México apuesta fuerte por cultura y turismo comunitario: lecciones para Chile
Guanajuato, Veracruz y figuras emergentes como Mateo Castañeda muestran cómo México construye identidad cultural desde las regiones. ¿Qué podemos aprender?
México está protagonizando un momento cultural que va mucho más allá de los museos y los festivales masivos. Desde la sierra guanajuatense hasta las costas de Veracruz, el país azteca está apostando por un modelo donde el patrimonio, el turismo comunitario y los talentos locales se convierten en el motor de desarrollo más poderoso. Y esa apuesta tiene mucho que decirnos a los chilenos.
Patrimonio y turismo comunitario: la nueva carta de presentación de los estados mexicanos
Guanajuato lleva su estrategia de turismo comunitario a un encuentro nacional, mientras que Veracruz presenta su acervo cultural en la 37.ª Feria Internacional del Libro Artesanal de la Habana (FILAH), con el proyecto De El Manatí al son como estandarte. Dos movimientos distintos, una sola dirección: poner a las comunidades locales en el centro del relato turístico y cultural, no como decorado, sino como protagonistas. La Secretaría de Cultura de Veracruz (SECVER) sumó además una jornada sobre salvaguarda y conservación del patrimonio cultural, señal de que el trabajo no se limita a la vitrina internacional, sino que empieza puertas adentro.
Los ejes de una estrategia cultural que está dando que hablar
Lo interesante de lo que ocurre en México no es un hecho aislado: es un ecosistema que se construye con actores concretos, instituciones comprometidas y apuestas artísticas que rompen esquemas. El violinista Mateo Castañeda, formado en Viena, regresa para tocar con la Orquesta Filarmónica de Toluca (OFiT) en el Teatro Morelos, convirtiendo su trayectoria internacional en un puente con la escena local. Ese tipo de circulación de talento —del mundo a la región y viceversa— es exactamente lo que las políticas culturales más exitosas buscan incentivar.

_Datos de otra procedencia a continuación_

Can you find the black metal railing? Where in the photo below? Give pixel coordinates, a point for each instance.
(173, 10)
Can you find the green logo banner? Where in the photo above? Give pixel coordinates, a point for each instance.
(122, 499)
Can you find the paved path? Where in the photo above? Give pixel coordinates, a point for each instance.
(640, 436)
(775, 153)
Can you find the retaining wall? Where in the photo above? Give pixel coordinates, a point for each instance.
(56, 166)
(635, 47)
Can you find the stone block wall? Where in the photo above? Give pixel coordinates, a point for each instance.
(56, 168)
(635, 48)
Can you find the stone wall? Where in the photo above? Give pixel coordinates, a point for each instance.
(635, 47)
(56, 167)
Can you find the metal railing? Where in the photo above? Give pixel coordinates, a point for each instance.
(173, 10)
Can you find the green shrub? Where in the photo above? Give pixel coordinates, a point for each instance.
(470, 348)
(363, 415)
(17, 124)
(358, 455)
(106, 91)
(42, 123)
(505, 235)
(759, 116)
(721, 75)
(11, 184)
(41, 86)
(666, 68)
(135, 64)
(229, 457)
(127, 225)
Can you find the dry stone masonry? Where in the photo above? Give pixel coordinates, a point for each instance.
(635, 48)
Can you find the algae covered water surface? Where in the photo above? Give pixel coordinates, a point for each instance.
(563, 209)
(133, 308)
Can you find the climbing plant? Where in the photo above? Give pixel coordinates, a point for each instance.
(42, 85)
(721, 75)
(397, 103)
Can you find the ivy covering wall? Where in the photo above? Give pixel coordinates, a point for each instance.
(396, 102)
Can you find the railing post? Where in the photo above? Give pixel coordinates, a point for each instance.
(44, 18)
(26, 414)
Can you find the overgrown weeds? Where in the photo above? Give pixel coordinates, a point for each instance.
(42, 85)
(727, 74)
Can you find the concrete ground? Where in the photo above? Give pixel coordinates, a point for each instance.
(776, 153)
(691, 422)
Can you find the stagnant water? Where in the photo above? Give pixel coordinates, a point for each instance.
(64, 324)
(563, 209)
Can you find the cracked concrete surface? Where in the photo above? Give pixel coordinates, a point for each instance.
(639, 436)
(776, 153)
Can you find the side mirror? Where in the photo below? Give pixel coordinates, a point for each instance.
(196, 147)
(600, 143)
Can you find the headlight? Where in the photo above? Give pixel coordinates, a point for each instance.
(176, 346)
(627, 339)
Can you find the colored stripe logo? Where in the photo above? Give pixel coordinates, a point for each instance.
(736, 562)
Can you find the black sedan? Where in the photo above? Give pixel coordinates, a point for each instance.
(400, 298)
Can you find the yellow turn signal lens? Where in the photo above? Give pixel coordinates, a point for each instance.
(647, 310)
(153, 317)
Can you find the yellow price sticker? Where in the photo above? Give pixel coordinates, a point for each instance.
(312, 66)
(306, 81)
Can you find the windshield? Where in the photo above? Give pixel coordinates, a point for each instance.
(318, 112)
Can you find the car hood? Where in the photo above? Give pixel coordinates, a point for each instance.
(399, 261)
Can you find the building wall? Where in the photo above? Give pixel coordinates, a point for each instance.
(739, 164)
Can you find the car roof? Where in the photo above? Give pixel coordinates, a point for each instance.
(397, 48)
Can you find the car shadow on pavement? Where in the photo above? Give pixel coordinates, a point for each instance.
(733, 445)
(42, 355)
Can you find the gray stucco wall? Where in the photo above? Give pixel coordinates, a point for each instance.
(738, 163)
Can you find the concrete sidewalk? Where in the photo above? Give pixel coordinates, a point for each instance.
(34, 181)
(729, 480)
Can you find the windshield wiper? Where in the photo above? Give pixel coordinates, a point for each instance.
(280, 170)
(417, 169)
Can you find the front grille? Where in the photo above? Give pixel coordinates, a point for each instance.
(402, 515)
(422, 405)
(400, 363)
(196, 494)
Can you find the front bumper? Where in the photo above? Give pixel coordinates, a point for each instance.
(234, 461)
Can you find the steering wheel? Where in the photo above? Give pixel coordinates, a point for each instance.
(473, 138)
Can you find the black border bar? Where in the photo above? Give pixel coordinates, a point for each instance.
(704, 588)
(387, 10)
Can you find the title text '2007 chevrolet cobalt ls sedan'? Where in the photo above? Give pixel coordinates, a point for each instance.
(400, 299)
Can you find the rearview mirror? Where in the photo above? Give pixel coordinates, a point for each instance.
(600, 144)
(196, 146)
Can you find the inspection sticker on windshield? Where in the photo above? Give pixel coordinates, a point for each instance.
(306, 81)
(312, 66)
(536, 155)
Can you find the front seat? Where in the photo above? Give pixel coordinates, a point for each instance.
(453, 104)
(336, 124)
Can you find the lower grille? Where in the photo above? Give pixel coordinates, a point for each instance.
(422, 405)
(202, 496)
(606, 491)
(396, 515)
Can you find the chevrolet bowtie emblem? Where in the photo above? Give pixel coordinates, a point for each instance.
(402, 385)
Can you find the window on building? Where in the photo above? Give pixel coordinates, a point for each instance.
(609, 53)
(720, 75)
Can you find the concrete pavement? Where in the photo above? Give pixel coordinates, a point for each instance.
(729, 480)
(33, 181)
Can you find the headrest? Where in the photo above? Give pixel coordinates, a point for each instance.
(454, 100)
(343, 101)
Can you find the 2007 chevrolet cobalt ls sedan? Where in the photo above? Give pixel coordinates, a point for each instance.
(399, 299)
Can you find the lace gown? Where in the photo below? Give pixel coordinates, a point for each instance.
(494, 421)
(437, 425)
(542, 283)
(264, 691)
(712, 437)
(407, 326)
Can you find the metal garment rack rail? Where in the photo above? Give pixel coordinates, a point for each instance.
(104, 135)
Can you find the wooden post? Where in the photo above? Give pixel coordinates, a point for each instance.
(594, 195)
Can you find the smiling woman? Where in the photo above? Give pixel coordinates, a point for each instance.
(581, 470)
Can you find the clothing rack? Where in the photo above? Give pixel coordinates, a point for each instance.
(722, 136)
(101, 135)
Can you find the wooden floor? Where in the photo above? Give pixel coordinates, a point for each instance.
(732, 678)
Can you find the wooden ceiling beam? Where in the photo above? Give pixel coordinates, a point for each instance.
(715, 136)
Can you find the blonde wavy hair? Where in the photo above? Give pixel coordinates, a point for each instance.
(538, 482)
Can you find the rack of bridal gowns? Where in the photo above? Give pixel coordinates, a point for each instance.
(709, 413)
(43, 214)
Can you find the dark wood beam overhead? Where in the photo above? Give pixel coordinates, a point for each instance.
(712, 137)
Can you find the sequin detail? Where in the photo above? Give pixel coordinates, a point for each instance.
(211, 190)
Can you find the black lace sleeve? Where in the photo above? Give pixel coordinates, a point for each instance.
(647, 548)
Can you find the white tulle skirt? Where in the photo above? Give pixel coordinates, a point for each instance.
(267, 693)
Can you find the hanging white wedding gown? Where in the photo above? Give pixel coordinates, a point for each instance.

- Turismo comunitario: Guanajuato lleva modelos de gestión participativa a escala nacional.
- Patrimonio en ferias internacionales: Veracruz en la 37.ª FILAH con proyectos de identidad sonora y cultural.
- Conservación activa: La SECVER desarrolla jornadas técnicas de salvaguarda patrimonial.
- Talentos de retorno: Mateo Castañeda, formado en Viena, se presenta con la OFiT en el Teatro Morelos.
- Tensión de fondo: La DEA acusa a funcionarios de alto nivel mexicanos de vínculos con cárteles, recordando que el contexto de seguridad sigue siendo una variable crítica para el turismo y la inversión cultural.
¿Qué tiene que ver esto con Chile?
Bastante más de lo que parece. Nuestras regiones —La Araucanía, Chiloé, el norte atacameño— llevan años intentando articular turismo comunitario con identidad cultural, a veces con éxito, a veces perdiendo el hilo entre la burocracia y la falta de financiamiento sostenido. El modelo que impulsan estados como Guanajuato, donde las comunidades locales diseñan y gestionan la experiencia turística, es exactamente el debate que hoy se da en instancias como el Servicio Nacional de Turismo (Sernatur) y el Consejo de Monumentos Nacionales. La diferencia: México lleva esa conversación a encuentros nacionales. Nosotros todavía la tenemos en seminarios acotados. La circulación de un músico como Castañeda —Viena, luego su ciudad— también resuena: Chile ha exportado talentos (música, danza, artes visuales) que rara vez regresan a fortalecer escenas regionales. Ahí hay una oportunidad concreta que seguimos postergando.
Lo que viene
La 37.ª FILAH y el encuentro nacional de turismo comunitario en México serán termómetros reales de qué tan consolidado está este modelo. Si Veracruz logra posicionar De El Manatí al son como una propuesta exportable y Guanajuato escala su estrategia comunitaria a política federal, estaremos ante un referente latinoamericano que difícilmente podremos ignorar desde Santiago. Para Chile, la pregunta concreta es cuándo los festivales de las regiones —Chiloé, el norte, la Patagonia— dejan de ser eventos y se convierten en plataformas de desarrollo cultural con continuidad. El reloj corre.